Let's start by reading a file into Enso. The most direct way to do this is to drag a file onto the graph editor. If you are working locally, this will automatically create a new Data.read component with the file path as the input. If you are running within Enso Ccloud, the local file will be uploaded to the project data space.

Taking a look over this component it takes three inputs:

Data.read component

  • path: The path to the file you want to read. The path can be a local path (as shown above) or a supported URI. If using a URI, you can currently access the Enso Cloud (via enso://), S3 (via S3://) or web-based resources (either http:// or https://).

  • format: The format of the file you are reading. By default, Enso will automatically detect the format from the file extension (or content type headers if using a web-based resource). However, you can also manually specify the format if needed. More details on formats are below.

  • on_problems: This parameter allows you to control what happens if there are recoverable issues when reading the file. By default, we will attach a warning to the result. However, you can also raise an error or ignore the problems.

If you wish to change the chosen file, click on the path input and either manually enter the new path or URI or select Choose File to browse for a new file.

Choose file for Data.read component

File Formats

By default, Enso will attempt to detect the file format you are reading automatically. This is generally done by looking at the file extension (e.g. .csv, .json) or the mime type headers if working from a web-based resource.

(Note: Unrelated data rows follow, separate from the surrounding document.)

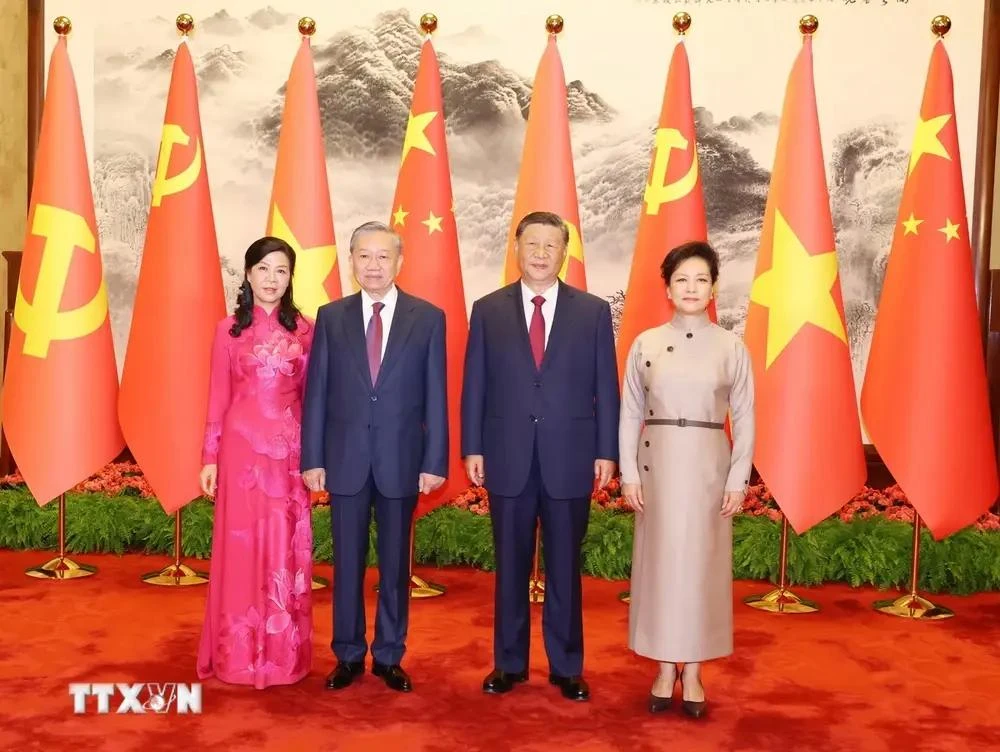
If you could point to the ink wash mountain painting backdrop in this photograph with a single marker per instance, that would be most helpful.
(870, 59)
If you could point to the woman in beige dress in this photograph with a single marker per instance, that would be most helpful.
(683, 479)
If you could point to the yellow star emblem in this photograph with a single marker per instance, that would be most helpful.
(399, 216)
(950, 231)
(416, 137)
(312, 265)
(433, 223)
(926, 140)
(911, 225)
(796, 290)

The table below shows some of the supported extension mapping and the corresponding format:

ExtensionContent-TypeDefault Format
.txt, .logtext/plainPlain_Text_Format.Plain_Text
.csvtext/csvDelimited_Format.Delimited delimiter=','
.tsv, .tabtext/tab-separated-valuesDelimited_Format.Delimited delimiter='\t'
.json, .geojsonapplication/jsonJSON_Format
.xmlapplication/xmlXML_Format
.xls, .xltapplication/vnd.ms-excelExcel_Format.Workbook xls_format=True
.xlsx, .xlsmapplication/vnd.openxmlformats-officedocument.spreadsheetml.sheetExcel_Format.Workbook xls_format=False

If you need to specify the format manually, you can select the required option from the dropdown list for the format argument. This also allows additional parameters to be set as needed. Select Auto Detect from the dropdown to have the default behaviour. Details on the current formats are given below.

Format selection

Bytes

This is an advanced option allowing you to get the raw bytes of the file. The contents will be read to a Vector, which can then be further processed as needed.

Plain Text

The file will be read as plain text. This is useful for reading log files or other text-based files.

Plain text format

The Plain_Text_Format takes a single argument specifying the text's encoding. By default, Enso will attempt to detect the encoding automatically. If the file contains a BOM (byte order mark), this will be used to determine the encoding. Enso will try using the UTF-8 encoding if no BOM is present. If an error is detected, it will fall back to Windows-1252.

JSON